Honor Code and Professionalism

Since professionalism is an integral part of medical education and being a physician, professional conduct is an academic issue.  Students are expected to demonstrate integrity and honesty, concern and respect for others and act in a responsible and professional manner.

ULSOM Student Honor Code

Educational Program Committee Approved: October 7, 2020

The University of Louisville (“University”) and School of Medicine (“School”) have various policies and procedures that outline acceptable student, staff, and, faculty conduct, including but not limited to the following:

  • The University Code of Student Conduct linked here applies to all students, outlines conduct that the university does and does not allow, and the processes for submitting complaints and processing of those complaints.
  • The University Title IX Student Sexual Misconduct Policy linked here governs sex discrimination and sexual misconduct.
  • The University Code of Student Rights and Responsibilities outlines our Cardinal Principles and sets forth the standards and obligations of our students as it relates to academic integrity, classroom rights, and freedom of expression.

At the School unit level, all faculty, staff, and students are governed by the ULSOM Code of Conduct, included in the Bulletin here. Medical students are additionally expected to adhere to the ULSOM Honor Code outlined on this page, which is more specific in exploring the expected student professionalism attributes and behaviors that must be continuously demonstrated to remain a student in good standing within the program.

The policies and procedures of the University and School govern a student’s matriculation and progression through the School. Conduct may violate the School’s Code of Conduct, including this Honor Code, in addition to other policies and procedures of the University. Violations of this Honor Code will be reviewed by the Office of Medical Student Affairs, while violations of other policies and procedures will be reviewed by the designated office in such policy and procedure. Within the School, these procedures often involve the School Student Promotions Committee and other committees. The Student Promotions Committee will review all relevant information submitted to it and will make a recommendation to the Dean of the School for action to be taken, which may include suspension or expulsion from the School. The Dean’s decision regarding violations of the ULSOM Honor Code will be final. To the extent applicable, a student may request a review of this decision in accordance with the grievance procedures set forth in Chapter 6, Section 6.8, of The Redbook.
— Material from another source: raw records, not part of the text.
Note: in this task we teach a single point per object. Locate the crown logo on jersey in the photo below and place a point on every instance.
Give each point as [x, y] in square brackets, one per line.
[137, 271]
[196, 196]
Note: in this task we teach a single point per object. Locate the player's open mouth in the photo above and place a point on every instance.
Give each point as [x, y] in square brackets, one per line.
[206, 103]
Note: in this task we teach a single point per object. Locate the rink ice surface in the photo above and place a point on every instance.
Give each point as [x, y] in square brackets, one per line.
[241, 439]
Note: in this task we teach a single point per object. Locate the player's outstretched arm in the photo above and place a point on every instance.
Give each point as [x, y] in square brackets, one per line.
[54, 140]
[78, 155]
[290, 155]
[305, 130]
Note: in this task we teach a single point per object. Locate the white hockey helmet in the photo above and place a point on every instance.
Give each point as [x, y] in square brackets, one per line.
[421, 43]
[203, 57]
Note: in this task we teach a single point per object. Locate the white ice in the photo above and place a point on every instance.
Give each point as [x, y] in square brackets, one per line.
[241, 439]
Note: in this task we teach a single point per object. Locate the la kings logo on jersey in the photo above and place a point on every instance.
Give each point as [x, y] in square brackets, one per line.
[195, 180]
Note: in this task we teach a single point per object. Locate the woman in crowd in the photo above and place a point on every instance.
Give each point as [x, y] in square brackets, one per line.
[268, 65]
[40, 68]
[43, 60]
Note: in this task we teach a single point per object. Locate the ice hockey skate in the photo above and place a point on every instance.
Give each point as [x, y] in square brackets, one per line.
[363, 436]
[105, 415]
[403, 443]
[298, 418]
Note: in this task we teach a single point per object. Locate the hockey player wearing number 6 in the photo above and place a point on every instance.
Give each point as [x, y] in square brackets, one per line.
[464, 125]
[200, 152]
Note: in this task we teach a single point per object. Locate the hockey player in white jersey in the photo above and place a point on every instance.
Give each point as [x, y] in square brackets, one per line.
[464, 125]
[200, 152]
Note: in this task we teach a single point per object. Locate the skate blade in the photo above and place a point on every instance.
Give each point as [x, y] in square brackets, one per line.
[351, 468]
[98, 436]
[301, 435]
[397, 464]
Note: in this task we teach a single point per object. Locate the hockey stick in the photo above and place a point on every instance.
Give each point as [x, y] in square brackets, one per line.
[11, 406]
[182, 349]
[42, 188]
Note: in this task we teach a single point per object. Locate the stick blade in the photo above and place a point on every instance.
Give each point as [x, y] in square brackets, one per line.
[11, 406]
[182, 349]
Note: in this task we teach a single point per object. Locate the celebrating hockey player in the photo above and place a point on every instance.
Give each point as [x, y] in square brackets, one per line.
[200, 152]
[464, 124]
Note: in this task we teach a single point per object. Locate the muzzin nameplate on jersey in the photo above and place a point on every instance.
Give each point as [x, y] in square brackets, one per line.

All students at the School are required to demonstrate the following professional attributes and behaviors throughout their MD Program experience:

1.     Honesty and Integrity in all academic pursuits and interpersonal interactions. Specific examples of actions expected of all medical students that demonstrate this attribute include:

  • Submit for course credit only the student’s own work and not that of another, in whole or in part, nor take credit for passages taken either word-for-word or paraphrased from the work of another.
  • Give full and clear acknowledgement to collaborators when collaboration to produce a project or report is permitted.
  • Respect the intellectual property and learning materials of others understanding that to take, keep, tamper with or destroy such property would result in unfair academic advantage.
  • Be truthful in communications with others, admit errors and not knowingly mislead others or promote themselves at a colleague’s or patient's expense.
  • Report promptly any suspected violations of student honesty and integrity to the Office of Medical Student Affairs.

2.     Responsibility to others, including demonstrating self-directed lifelong learning skills as an emerging medical professional and timely/organized completion of all assigned work and duties

  • Offer only individual work when instructed to do so, rather than working in groups; seek clarification from course director if in doubt as to whether work is to be done individually or in groups.
  • Offer original work for course or research credit and not submit work done previously for credit in another course.
  • Take all examinations and complete all assigned work when scheduled unless appropriately excused.
  • Not create, distribute or use unauthorized materials or assistance to gain unfair academic advantage over colleagues prior to, during or after an examination or other evaluative procedure.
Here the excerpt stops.